Solver:Solver(name = "Test", state = NO_MORE_SOLUTIONS, branches = 19916861, fails = 9958431, decisions = 9958431, delayed demon runs = 0, var demon runs = 25452882, normal demon runs = 17714434, Run time = 54222 ms)
State: 4
Number of solutions: 2
WallTime: 54224 ms
Failures: 9958431
Branches: 19916861
Memory: 41754624
Press any key to continue...

What did you expect to see In the last section, instead of running to 54222 ms, the solver should have stopped searching when 1000 ms was reached and report NO_MORE_SOLUTIONS:

What did you see instead? The solver kept searching until the entire search tree was visited and required 54222 s.

Make sure you include information that can help us debug (full error message, model Proto).

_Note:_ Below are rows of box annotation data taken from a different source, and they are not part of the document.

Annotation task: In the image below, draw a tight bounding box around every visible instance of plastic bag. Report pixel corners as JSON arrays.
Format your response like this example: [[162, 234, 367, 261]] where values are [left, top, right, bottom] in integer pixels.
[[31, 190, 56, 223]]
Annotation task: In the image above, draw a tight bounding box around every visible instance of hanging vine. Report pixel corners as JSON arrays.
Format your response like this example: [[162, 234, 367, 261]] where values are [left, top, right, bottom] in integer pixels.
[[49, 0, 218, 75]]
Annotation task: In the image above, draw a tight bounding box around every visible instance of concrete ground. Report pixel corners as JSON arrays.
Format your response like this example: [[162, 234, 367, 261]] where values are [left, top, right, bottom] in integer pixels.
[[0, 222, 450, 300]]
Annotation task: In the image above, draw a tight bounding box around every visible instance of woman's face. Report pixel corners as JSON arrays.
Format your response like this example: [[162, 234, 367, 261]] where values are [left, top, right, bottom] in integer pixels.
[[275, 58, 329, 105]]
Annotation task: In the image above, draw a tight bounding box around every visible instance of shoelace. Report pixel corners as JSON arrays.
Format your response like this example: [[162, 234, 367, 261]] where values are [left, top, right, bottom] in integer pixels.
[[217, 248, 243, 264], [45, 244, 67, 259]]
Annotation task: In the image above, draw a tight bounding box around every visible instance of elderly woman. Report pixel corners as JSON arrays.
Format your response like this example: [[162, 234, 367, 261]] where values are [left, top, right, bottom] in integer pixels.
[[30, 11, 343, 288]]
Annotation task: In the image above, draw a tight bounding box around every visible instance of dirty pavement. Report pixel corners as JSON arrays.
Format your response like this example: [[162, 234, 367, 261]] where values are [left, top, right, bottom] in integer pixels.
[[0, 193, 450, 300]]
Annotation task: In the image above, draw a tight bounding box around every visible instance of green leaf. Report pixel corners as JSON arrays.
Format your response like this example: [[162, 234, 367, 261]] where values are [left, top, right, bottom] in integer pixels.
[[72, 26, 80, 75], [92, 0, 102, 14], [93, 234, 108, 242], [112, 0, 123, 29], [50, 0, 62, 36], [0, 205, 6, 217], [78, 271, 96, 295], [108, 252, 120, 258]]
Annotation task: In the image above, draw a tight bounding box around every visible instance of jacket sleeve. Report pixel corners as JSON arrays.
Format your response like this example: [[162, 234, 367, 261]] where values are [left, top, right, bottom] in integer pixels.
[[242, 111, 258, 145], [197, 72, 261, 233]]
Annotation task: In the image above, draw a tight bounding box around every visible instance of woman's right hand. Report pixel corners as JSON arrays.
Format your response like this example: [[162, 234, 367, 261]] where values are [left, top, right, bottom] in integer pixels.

Anything else we should know about your project / environment

[ChristopherHamkins]

If I explicitly also add the limits to the single solution decision builder in method makePermutationDecisionBuilder(Solver solver) like this:

            SearchLimit limits = solver.MakeLimit(timeLimit_ms, long.MaxValue, long.MaxValue, long.MaxValue, true, true);
            DecisionBuilder singleSolutionDecisionBuilder = solver.MakeSolveOnce(restDecisionBuilder, limits);

The time limit is respected.

[ChristopherHamkins]

Reusing the same limits object in

DecisionBuilder singleSolutionDecisionBuilder = solver.MakeSolveOnce(restDecisionBuilder, limits);

and in

solver.NewSearch(decisionBuilder, limits);

also leads to the time limit not being respected.